La départementalisation dévoyée

Le modèle que Logossah et Elisabeth appellent,  à mon avis, abusivement « césairien », est effectivement issu de la départementalisation voulue par les communistes martiniquais et  Aimé Césaire non seulement pour éradiquer la vieille misère coloniale en arrachant par la lutte les acquis sociaux de la classe ouvrière française,  mais surtout pour briser le cadre colonial et engager la Martinique sur la voie du développement (cf Thélus Léro, Sénateur martiniquais communiste en 1946).

C’est une erreur que d’écrire que « Césaire fit de la départementalisation les jambes de la stratégie de développement susceptible de booster le bien-être des plus démunis ». La vérité est que la mise en œuvre de la départementalisation rapidement échappa pour  l’essentiel à Aimé Césaire, aux communistes martiniquais et d’une manière générale aux acteurs locaux nonobstant la décentralisation-régionalisation après 1981 qui introduisit une très  relative capacité d’initiative locale.  Dès les années 1950 les communistes, puis Aimé Césaire, récusèrent le nouveau système départemental-colonial qui, à leurs yeux, avait maintenu et renforcé le cadre colonial et ses rapports de domination économique et politique.

Césaire d’abord marxiste et communiste

Dans des formes et avec un calendrier propre, communistes d’abord  et césairistes ensuite revendiquèrent l’instauration d’un pouvoir local inséparable d’un autre modèle de développement. Cela il ne faut pas l’occulter. Ce fut comme une autocritique précoce de la voie de la départementalisation-assimilation. 

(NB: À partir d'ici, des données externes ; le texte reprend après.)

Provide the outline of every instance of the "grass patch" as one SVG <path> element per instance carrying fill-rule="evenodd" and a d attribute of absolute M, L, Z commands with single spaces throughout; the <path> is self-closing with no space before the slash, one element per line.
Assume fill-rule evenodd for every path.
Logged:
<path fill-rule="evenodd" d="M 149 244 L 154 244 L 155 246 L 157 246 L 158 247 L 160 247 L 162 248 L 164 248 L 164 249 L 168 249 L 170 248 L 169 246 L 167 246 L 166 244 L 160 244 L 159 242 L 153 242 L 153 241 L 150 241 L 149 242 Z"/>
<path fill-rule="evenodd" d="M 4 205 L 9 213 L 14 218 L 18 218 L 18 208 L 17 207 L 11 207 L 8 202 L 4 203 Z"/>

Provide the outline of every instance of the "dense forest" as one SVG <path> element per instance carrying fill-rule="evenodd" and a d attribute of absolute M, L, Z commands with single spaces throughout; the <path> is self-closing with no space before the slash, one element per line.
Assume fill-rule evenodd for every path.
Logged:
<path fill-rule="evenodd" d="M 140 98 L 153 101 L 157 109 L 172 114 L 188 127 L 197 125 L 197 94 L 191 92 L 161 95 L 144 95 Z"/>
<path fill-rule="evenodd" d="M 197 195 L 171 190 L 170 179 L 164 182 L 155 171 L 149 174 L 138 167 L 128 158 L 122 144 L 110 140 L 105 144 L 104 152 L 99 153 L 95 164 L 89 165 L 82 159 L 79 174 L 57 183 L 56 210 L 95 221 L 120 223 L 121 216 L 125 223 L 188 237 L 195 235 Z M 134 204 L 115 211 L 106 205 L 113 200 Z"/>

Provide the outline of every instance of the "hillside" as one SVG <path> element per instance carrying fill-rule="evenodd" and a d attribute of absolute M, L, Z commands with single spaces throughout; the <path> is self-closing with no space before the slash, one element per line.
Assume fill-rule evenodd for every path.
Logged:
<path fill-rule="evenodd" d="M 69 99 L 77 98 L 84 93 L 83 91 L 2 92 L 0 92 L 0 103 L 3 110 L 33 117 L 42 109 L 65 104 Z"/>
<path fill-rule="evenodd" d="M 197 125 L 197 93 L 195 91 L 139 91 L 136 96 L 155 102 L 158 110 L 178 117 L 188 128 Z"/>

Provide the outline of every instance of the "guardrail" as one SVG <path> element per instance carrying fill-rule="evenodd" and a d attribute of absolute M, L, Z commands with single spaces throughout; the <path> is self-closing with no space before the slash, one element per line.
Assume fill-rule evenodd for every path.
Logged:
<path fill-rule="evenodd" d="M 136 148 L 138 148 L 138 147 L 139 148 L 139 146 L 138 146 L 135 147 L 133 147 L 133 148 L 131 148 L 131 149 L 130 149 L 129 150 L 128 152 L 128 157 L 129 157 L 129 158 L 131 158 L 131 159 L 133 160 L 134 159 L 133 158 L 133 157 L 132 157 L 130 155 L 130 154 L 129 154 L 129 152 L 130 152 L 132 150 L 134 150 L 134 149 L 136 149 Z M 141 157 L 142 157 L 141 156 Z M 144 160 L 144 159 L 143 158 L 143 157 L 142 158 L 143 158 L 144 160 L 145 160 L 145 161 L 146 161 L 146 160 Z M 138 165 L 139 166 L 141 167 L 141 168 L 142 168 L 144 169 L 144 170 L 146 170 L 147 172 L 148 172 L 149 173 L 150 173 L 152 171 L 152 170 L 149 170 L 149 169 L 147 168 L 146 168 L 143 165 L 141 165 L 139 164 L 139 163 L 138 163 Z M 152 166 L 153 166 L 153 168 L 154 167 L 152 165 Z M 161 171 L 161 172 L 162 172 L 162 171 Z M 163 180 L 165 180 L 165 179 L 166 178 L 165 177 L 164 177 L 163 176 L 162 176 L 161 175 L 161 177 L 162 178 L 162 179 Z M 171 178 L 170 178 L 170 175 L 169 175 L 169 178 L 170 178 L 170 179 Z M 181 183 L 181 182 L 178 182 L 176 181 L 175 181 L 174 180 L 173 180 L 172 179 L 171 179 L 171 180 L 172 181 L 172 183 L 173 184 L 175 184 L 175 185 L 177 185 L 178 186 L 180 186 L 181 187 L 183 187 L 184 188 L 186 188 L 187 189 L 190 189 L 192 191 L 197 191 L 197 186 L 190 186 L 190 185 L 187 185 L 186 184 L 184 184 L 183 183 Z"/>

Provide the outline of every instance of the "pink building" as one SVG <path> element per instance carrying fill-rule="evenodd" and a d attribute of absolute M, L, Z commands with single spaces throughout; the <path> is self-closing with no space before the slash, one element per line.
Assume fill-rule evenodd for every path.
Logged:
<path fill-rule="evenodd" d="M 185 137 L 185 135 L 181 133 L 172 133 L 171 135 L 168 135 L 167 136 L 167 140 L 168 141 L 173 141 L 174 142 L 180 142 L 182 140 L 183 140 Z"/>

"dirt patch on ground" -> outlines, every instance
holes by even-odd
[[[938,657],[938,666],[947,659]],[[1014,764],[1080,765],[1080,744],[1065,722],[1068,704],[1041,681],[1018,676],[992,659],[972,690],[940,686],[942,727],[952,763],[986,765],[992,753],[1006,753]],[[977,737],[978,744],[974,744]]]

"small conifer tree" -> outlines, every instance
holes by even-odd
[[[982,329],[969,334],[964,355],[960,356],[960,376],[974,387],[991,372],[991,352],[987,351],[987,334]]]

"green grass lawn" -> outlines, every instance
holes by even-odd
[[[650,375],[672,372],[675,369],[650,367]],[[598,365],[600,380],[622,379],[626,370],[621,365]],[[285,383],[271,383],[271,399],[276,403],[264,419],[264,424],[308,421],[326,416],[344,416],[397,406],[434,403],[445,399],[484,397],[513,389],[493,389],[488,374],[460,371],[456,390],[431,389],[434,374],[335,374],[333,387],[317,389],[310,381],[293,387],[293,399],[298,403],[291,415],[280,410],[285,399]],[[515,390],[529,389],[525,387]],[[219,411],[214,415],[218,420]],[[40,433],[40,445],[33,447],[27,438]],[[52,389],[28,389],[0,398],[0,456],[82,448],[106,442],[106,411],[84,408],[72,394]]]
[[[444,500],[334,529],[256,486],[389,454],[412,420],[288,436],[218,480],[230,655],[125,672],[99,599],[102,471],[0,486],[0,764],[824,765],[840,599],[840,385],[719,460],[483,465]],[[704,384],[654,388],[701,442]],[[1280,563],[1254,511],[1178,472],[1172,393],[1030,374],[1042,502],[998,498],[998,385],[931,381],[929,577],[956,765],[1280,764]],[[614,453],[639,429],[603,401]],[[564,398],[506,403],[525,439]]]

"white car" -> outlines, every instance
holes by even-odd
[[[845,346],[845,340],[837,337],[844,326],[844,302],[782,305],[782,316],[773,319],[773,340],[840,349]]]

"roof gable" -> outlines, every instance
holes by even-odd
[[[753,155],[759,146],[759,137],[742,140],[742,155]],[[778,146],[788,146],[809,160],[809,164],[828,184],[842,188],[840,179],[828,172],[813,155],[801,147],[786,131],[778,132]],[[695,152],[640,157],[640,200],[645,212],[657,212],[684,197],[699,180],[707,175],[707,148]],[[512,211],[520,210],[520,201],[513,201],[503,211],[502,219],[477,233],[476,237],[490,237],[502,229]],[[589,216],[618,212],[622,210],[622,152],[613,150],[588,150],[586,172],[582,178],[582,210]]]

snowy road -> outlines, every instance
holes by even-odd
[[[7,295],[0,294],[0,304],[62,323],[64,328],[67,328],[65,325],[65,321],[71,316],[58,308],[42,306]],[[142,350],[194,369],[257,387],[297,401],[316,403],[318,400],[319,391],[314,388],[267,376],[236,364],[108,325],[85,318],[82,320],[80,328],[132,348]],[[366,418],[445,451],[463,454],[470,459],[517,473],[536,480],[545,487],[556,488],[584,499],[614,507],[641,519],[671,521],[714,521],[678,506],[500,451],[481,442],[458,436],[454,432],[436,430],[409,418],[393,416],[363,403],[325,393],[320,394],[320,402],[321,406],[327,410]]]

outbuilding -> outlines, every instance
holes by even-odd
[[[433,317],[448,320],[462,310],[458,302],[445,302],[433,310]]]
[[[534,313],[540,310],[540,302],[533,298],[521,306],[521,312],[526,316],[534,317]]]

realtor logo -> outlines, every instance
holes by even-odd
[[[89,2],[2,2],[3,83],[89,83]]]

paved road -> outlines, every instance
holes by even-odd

Sur le plan de la philosophie, le désir de Césaire et des communistes d’œuvrer pour « les plus démunis » correspond peut-être au « courant doctrinal de John Rawls ». Mais il faut rappeler l’adhésion d’Aimé Césaire aux Jeunesses  communistes en France dès 1935. Et ce qui inspira alors et longtemps après la pensée et l’action d’Aimé Césaire- et cela  au moins jusqu’en 1956- c’est la pensée marxiste, c’est-à-dire le courant doctrinal du socialisme scientifique prônant ce qu’on appelle aujourd’hui le développement endogène ou autocentré avec pour moteur la justice sociale dont on retrouve des éléments dans la « Lettre à Maurice Thorez » se référant au marxisme.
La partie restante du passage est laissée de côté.